If you’ve ever collected Hummel porcelain figurines, you know that over time
they become as dear to you as your own children. And when you find that you
have to sell one of your children over the Internet well, it eats you up inside.
But with the price of gas hovering around $18 a gallon, my wife and I finally
had to auction off the most precious Hummel in our collection: a 32-inch version
of the The Happy Wanderer with almost no crazing in the glaze.

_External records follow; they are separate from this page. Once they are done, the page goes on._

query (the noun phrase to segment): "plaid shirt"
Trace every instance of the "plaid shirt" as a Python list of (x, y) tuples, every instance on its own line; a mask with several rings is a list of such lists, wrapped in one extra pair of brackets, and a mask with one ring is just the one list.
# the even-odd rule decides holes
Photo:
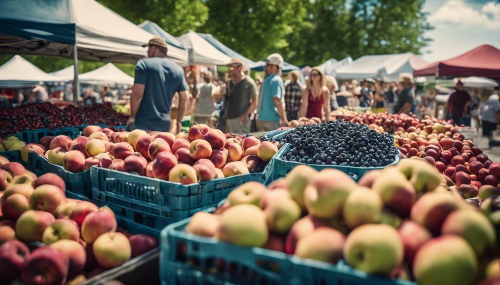
[(298, 81), (290, 82), (284, 88), (284, 106), (288, 120), (296, 120), (298, 117), (302, 100), (302, 86)]

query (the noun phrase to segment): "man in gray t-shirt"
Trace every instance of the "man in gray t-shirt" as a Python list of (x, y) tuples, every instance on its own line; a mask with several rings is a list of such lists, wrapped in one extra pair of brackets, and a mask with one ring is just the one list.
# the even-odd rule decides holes
[(256, 108), (257, 86), (243, 73), (241, 60), (233, 59), (228, 66), (232, 80), (228, 83), (224, 99), (226, 126), (229, 133), (245, 135), (250, 133), (250, 115)]

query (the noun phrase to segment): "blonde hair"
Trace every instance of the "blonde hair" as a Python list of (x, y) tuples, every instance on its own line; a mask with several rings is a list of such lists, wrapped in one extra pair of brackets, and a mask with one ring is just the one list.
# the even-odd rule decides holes
[(320, 76), (321, 76), (321, 81), (320, 81), (320, 85), (322, 87), (326, 87), (326, 78), (324, 76), (324, 73), (323, 73), (323, 72), (318, 67), (313, 67), (311, 69), (311, 76), (310, 76), (309, 79), (307, 81), (308, 89), (310, 89), (312, 86), (312, 72), (314, 71), (316, 71), (320, 74)]
[(290, 72), (290, 79), (294, 82), (298, 80), (300, 76), (300, 74), (298, 73), (298, 70), (292, 70)]

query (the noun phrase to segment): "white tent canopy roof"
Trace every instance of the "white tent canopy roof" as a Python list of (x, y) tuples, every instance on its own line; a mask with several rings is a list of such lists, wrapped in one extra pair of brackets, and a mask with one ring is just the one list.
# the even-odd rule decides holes
[(396, 54), (365, 55), (348, 65), (337, 69), (338, 79), (373, 78), (395, 81), (402, 73), (413, 74), (428, 63), (411, 52)]
[(472, 88), (494, 88), (498, 86), (498, 83), (494, 80), (476, 76), (454, 78), (453, 80), (454, 83), (456, 84), (459, 79), (464, 83), (464, 86), (466, 87)]
[(92, 84), (134, 84), (134, 77), (124, 72), (112, 63), (108, 63), (97, 69), (80, 74), (78, 79), (82, 83)]
[(332, 75), (334, 77), (336, 76), (336, 71), (337, 69), (342, 66), (348, 65), (352, 62), (352, 59), (350, 56), (341, 60), (337, 61), (334, 58), (330, 58), (324, 62), (322, 63), (318, 67), (324, 72), (326, 74)]
[[(79, 59), (136, 63), (147, 55), (148, 49), (141, 45), (147, 43), (152, 34), (94, 0), (66, 0), (70, 7), (70, 21), (76, 26)], [(73, 57), (72, 44), (44, 41), (40, 48), (40, 41), (36, 39), (8, 38), (12, 43), (2, 47), (4, 53)], [(188, 51), (171, 45), (168, 49), (167, 56), (172, 61), (180, 64), (188, 61)]]
[(18, 55), (0, 66), (0, 86), (30, 86), (40, 81), (59, 81), (58, 77), (44, 72)]
[(56, 77), (61, 81), (70, 81), (74, 76), (74, 66), (72, 64), (62, 69), (49, 73)]
[(192, 30), (190, 30), (178, 39), (189, 50), (190, 64), (224, 65), (231, 61), (230, 57)]

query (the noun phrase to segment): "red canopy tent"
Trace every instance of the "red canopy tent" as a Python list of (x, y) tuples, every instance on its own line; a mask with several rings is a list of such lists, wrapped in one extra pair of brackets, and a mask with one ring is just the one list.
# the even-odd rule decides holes
[(500, 79), (500, 49), (484, 44), (464, 54), (436, 61), (414, 72), (414, 76), (482, 76)]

We put it on Ebay for $29,000 and got a bite that same afternoon: a guy based
in D.C. who called himself Hummels4BigTime. Now, as we got chatting over email,
it turns out that the guy is Dick Cheney, and the man is serious about Hummels.
Really, he already has a mint condition Happy Wanderer, but he’s buying up
all the others to increase its value.
In fact, when he receives ours in the mail, he plans to take it out into his
garage at the Vice Presidential residence, put it in a Hefty bag, and bust
it into a million pieces with a hammer, which isn’t exactly the fate you’d
wish for one
of your children.
But even so, my wife and I came away from the deal full of
hope somehow, that maybe the Internet was the key to bringing this crazy
world together again.
Not a red state, or a blue state, but a virtual state,
we Americans can all find our virtue again, somehow.